The servers were selected by the customer (DELL) and then configured and tested in the XIMEA Lab. Each server ran 2 switches with a total of 12 cameras. We also ran tests with 8 cameras per switch.
XIMEA switches also cope with another hard requirement of our customer. They enable easy synchronization between all cameras and switches. On board DIP switches allow the rearrangement of multiple triggering configurations such that a single switch can accept a trigger input and distribute it to all the others (See Figure 4). The customer provided this single triggering signal to one switch, which was then propagated throughout the whole system for a tight synchronization between cameras.
Figure 4: XS-6P-X4G2-X8G3, port numbering schematics
Conclusion
The basic idea of volumetric video came up several decades ago, when it was especially important in sports to take pictures from different angles.
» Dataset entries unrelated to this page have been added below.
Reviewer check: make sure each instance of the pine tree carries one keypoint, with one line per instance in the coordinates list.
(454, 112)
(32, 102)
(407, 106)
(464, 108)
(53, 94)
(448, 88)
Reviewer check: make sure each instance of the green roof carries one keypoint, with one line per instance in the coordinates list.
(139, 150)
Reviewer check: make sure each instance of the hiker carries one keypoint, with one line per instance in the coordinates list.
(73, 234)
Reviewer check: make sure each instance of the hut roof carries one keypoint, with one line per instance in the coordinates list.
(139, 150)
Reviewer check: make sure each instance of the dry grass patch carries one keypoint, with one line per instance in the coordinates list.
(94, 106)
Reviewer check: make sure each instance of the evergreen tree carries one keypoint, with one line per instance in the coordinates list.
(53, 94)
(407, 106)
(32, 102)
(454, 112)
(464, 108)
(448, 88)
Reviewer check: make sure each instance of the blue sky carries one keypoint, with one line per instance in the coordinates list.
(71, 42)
If several cameras are already aimed at an athlete, why not try to get a 3-dimensional image from these recordings? The idea was then implemented for the first time in photogrammetry, as used by Google Street View. An object is photographed from several sides and then displayed in 3D.So, volumetric videos are created by using numerous cameras, which together represent a precise and realistic image from different angles. Both in film and in games, the recordings offer an incredibly detailed image quality. The possible uses for volumetric videos are limitless and can be implemented in every 3D environment.
Happily, we ended up assembling a volumetric system, which in turn allows us and our customer to progress to the next stage.